Читаем К игровому театру. Лирический трактат полностью

Теперь я тал стариком и, естественно, больше не воюю. Нынче мое отношение к ритуалу многогранно и, если можно так выразиться, всесторонне. Последние годы я даже использую ритуал в своих театральных поисках. С переменным успехом и с постоянным удовольствием.

А переход от неприятия к приятию произошел где-то в 60-х — 70-х годах, растянуто. Первый раз меня тряхнуло на "Большевиках" в "Современнике".

Когда я увидел, как. Пересекая любимую сцену. Мимо любимых моих артистов. Замедленным и растянутым парадным шагом. В парадных мундирах. С боевым оружием. Проходят настоящие кремлевские. От мавзолея. Курсанты.

Когда, разрывая ткань спектакля, они начали производить торжественную смену караула, я сжался и затаил дыхание, потому что в душе у меня властно и тревожно зашевелилось чувство истории, а в воображении моем начали возникать неожиданно высокие, непривычные образы.
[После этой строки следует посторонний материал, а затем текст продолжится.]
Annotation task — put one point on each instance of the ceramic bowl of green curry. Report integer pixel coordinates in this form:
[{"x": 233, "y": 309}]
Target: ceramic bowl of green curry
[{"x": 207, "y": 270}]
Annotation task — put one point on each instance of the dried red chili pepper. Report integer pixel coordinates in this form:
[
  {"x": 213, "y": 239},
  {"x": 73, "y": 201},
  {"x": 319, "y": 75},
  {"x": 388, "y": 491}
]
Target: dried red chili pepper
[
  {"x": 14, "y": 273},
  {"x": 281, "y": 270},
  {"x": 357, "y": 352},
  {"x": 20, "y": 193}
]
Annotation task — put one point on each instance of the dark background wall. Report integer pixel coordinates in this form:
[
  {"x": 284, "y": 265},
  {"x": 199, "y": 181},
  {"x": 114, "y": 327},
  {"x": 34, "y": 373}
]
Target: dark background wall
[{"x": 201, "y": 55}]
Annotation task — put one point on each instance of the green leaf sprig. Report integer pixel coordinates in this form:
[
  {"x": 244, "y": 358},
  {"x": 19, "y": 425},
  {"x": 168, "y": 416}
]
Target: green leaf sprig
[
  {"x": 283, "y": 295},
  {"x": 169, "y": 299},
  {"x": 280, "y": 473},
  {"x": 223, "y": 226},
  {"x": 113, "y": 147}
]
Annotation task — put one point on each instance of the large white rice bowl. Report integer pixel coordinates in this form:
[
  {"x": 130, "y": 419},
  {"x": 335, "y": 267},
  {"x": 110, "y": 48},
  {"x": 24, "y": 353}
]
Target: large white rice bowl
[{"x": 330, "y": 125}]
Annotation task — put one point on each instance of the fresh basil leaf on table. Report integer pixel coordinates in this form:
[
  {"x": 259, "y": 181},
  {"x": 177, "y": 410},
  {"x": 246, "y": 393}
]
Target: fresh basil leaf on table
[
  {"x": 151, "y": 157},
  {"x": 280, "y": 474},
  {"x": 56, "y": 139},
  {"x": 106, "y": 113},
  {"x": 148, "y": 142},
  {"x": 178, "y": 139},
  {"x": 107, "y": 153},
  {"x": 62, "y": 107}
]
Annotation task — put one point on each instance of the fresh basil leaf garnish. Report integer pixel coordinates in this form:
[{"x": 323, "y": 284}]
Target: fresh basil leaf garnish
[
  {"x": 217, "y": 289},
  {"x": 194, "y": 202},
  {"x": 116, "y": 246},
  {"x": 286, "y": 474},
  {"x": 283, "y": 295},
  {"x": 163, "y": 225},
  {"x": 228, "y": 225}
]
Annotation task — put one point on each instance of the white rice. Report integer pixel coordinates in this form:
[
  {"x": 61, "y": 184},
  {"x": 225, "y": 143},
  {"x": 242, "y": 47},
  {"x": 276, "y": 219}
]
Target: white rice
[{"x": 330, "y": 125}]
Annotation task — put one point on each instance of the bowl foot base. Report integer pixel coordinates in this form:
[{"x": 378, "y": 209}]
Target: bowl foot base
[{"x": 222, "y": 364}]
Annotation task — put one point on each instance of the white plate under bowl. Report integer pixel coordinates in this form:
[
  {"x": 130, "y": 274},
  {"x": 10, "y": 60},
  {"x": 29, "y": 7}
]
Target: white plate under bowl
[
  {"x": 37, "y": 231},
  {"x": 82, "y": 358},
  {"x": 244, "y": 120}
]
Мне начинало казаться, что это проходит сквозь спектакль сама судьба, что на сцену "Современника", не спеша, выдвигается неотвратимый рок, что так может выглядеть только движение неостановимого и невосстановимого времени.

Второй раз, и уже окончательно, я был контужен ритуалом в театре Любимова на знаменитых, на непревзойденных его "Зорях", уже после того, как окончился спектакль, после того, как все пять героинь, прекрасно сыгранных таганскими актрисами, были убиты, а затем ошиканы скупыми мужскими слезами правдивейшего из русских актеров Шаповалова, я переждав, пока схлынет основная масса публики, двинулся на выход.

Прошел одно фойе, другое и, уже поднимаясь в вестибюль, повернул случайно голову направо и остолбенел. На лестнице, ведущей на второй этаж, одна за другой, с интервалом в несколько ступенек, стояли пять огромных медных гильз и пылали трепещущими на сквозняке факелами памяти. Я вдруг и сразу очутился у Вечного огня. Задним числом произошло мистическое, мистерийное преображение: пять образов, созданных театром, мгновенно превратились для меня в пять по-настоящему живших на свете и по-настоящему убитых на войне человеческих душ. Наступил глубокий шок. И, если бы не люди вокруг, я, не задумываясь, встал бы на колени перед непредсказуемым этим мемориалом, как того и требует скорбный поминальный ритуал.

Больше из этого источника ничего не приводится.